The pressure to parent perfectly takes all of the fun out of being a parent and parenting becomes a chore. I overheard a Mom explaining to someone at her child’s school, “I have 5 children at 5 different schools. This is the last stop on my list, so he is always going to be late.” I left thinking to myself, “How fun is that? I would never want to do that to myself.” Don’t get me wrong. I am all for parents wanting to drive their children to school, but when you are running yourself ragged trying to do it, there has to be a better solution. Not to mention, what does that communicate to your child about his level of importance? Or about being responsible and on-time for things? After school is even worse pressure for parents. The pressure is on to find each child’s true genius talent because American Culture is telling us our children need to be “well rounded” so that pressure to put your child in at least three activities, and if you have more than one child….well, you do the math. If I had to meals in my car driving from place to place and not at home with my children multiple times throughout the week, I would feel lost about their lives. That is when my children spend the most time talking to me. The entire meal ritual of preparing, serving and eating meals around the table at home is the center of when we talk about our thoughts, feelings, and day. I am not alone. There is a reason research studies support family mealtime in connection with bonding with your children. The meal does not need to be gourmet. Just something you do together.

When I meet a child for the first time I ask them, “What do you like to do for fun?” or “What is your favorite thing to do with your family?” It is also important to find out what kids like most about themselves. That is where self-esteem can really be cultivated. When a child is proud of themselves and enjoying doing activities, the support of parents with this is crucial to helping their self-esteem. So if Suzy says, “I am really good at making cupcakes.” It’s how she currently sees herself. It’s helpful for Mom or Dad to say, “Yes. You are good at that. Maybe we could make some next week to take to a Nursing Home for others to enjoy?” Rather than, “You only made them one time and I did most of the work.” How a child sees him/herself is their reality. Accept that as fact and encourage them. Even adolescents struggling to find their identity need acceptance from their parents of “who they are.” As children grow and change having parents stand by and support and accept them creates an environment where their self-esteem and confidence guide them into adult hood.

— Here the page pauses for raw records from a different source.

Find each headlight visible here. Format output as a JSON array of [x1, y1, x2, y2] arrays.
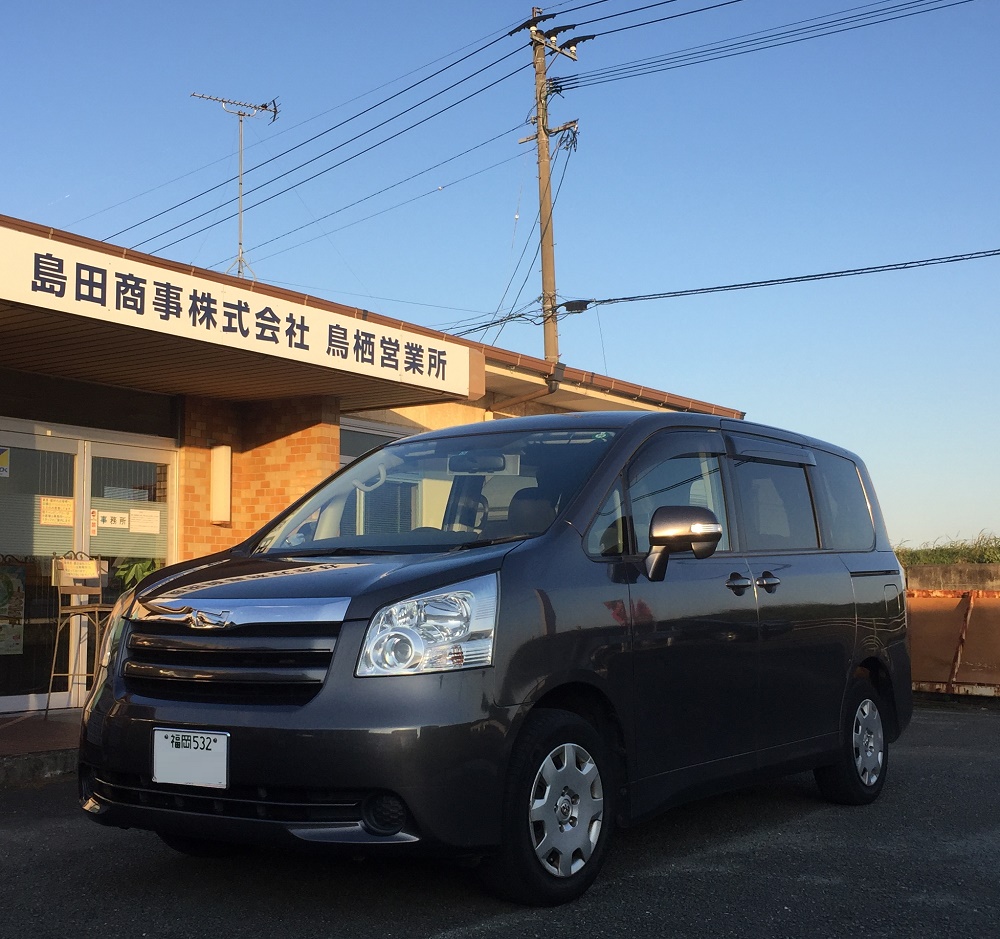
[[356, 574, 498, 677]]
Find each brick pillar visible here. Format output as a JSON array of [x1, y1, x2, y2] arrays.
[[177, 395, 339, 561], [234, 397, 340, 535]]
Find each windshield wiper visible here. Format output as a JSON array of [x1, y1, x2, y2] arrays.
[[450, 535, 527, 551], [267, 546, 401, 558]]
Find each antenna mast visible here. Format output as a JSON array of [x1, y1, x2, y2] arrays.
[[191, 92, 279, 279]]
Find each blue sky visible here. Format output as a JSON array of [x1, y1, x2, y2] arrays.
[[3, 0, 997, 546]]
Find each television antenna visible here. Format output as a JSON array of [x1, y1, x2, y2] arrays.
[[191, 92, 279, 279]]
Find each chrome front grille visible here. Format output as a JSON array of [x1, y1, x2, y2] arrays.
[[120, 594, 349, 705], [122, 623, 338, 705]]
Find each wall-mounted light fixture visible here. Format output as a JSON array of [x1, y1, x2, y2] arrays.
[[210, 445, 232, 525]]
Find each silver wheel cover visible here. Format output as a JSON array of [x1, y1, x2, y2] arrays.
[[528, 742, 604, 878], [853, 698, 884, 787]]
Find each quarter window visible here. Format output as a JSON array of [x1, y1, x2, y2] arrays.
[[810, 451, 875, 551]]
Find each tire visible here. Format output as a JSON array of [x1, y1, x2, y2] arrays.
[[814, 678, 888, 805], [479, 709, 616, 906], [157, 831, 242, 858]]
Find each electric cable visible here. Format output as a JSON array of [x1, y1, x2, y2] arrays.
[[432, 135, 574, 339], [554, 0, 977, 91], [450, 247, 1000, 335], [559, 0, 971, 87], [249, 152, 527, 266], [142, 61, 531, 254], [578, 0, 744, 33], [214, 124, 526, 265], [489, 138, 577, 346], [590, 248, 1000, 306], [107, 36, 521, 243]]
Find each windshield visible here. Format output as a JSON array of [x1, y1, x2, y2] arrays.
[[253, 427, 617, 556]]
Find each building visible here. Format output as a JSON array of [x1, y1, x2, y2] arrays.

There are so many pressures placed on parents to do everything perfectly so that their children turn out….well perfect. But we all know that there is no such thing as perfection or perfect people, so it’s a losing battle to try to compete for Parent of the Year. The bottom line is what would your kid say about your parenting? Doesn’t your child’s opinion matter the most? Talk to your children about their likes, dislikes, and when they feel the happiest. The next time you feel stressed about the chaos of your week, look at your schedule and figure out what the purpose of being so busy is? Is the pressure to parent perfectly taking over your life? Before making commitments or decisions, ask yourself if you are making a decision to please your parent peers or your own child?